The ability to be anonymous has long since passed me by. Several people have gone to great lengths to protect me and my identity. We have played around with who I am to all sorts of lengths even joking that I was guy at times. Many new Anons showed up expecting Raven to be a guy. After all who can talk Star Wars, The Crow, UT, and sports but a really super cool guy. lol
Recently a few well meaning people accidentally posted enough that if scientology didn’t know who I was it was spelled out for them. For a long time I’m sure scientology has known my name and information. The serious laws of GA have protected me from fair game (http://en.wikipedia.org/wiki/Fair_Game_(Scientology) ) .
My name is all over permit and open records requests. Scientology has taken my picture at the protests often. Now they can match the name to the face.
I grew up knowing what scientology is. However, I never had the courage to protest alone. I watched all the attacks on protestors/critics that came before me. When the anonymous movement against scientology started I stood in a line of 200 and felt pretty safe. However, every time I saw a white van outside my house I would get startled those first few months. Ethercat and I became friends over her calming my nerves.
Since that time I’ve signed my name to paperwork that is easily found, started parking across from the org during protests, stood up in public and spoke at government meetings. I lost my fear and protested with as few as me and one other. I no longer fear the cult and I’m not sure I have for a while. I had a brief moment of fear when we first protested the narconon here. It was just me and one other. The scientologists red van stopped in front of us on the street and the doors flew open. Inside that red van seemed to be two of the largest men I’ve ever seen. The passenger up front harassed us about needing permits and the usual stuff. We of course had everything inorder. I felt a bit of fear to be honest. They could have grabbed us or more at that moment. However, deep down what came to mind was why I was there. I raised my video camera up and asked “Can you tell me why Patrick Desmond is dead?” The doors slammed shut and they sped off. It seems the cult fears the truth. The truth won’t set them free instead it binds them up in their lies.
Recently a reporter asked me for my information for an article. I paused and then gave her my name. The pause occurred more because I’m not sure I’m a great spokesperson than being scared. However, after she wrote down my name I gave her my phone number in case she had any questions. A move like that is not typical of the typical Anonymous protester.
Interestingly scientology has made me a better person. There isn’t much that I fear and I’m doing things I never thought I could. (I’m currently trying to deal with making fliers.) I’m not sure if I count as anonymous anymore since my information is out there. I do know I count as a critic, as a tax payer, as a compassionate being, and as so much more than what the cult is.

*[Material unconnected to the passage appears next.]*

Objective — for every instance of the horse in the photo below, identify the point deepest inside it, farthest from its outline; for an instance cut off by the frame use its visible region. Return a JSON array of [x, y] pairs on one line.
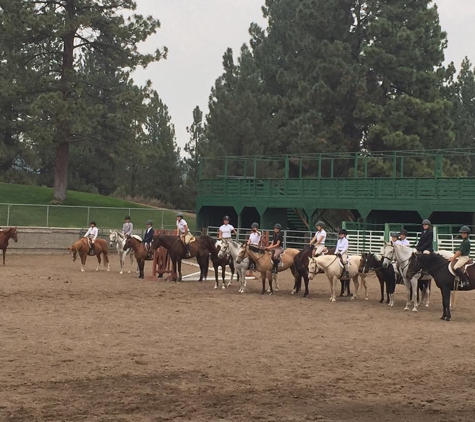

I’m not sure how to end this little blog. I’m not encouraging people to run out and yell their names at the next protest, but I’m happy to say I’m not scared and I’m the type to press charges. I’m also not writing this as one big brag of what I’ve done. It took me a long and interesting year to do all this. I guess I’ll end this with what helped me be strong one time: http://groups.google.com/group/alt.religion.scientology/browse_thread/thread/de38ffe911ddc28e
http://www.youtube.com/watch?v=49VCn-vMumQ
whyaretheydead.net
http://www.youtube.com/watch?v=JCbKv9yiLiQ
http://www.youtube.com/watch?v=nl7MRZL44oU&feature=channel_page
While you’re watching/reading I’m going to go do an open records request…..which front group shall it be for?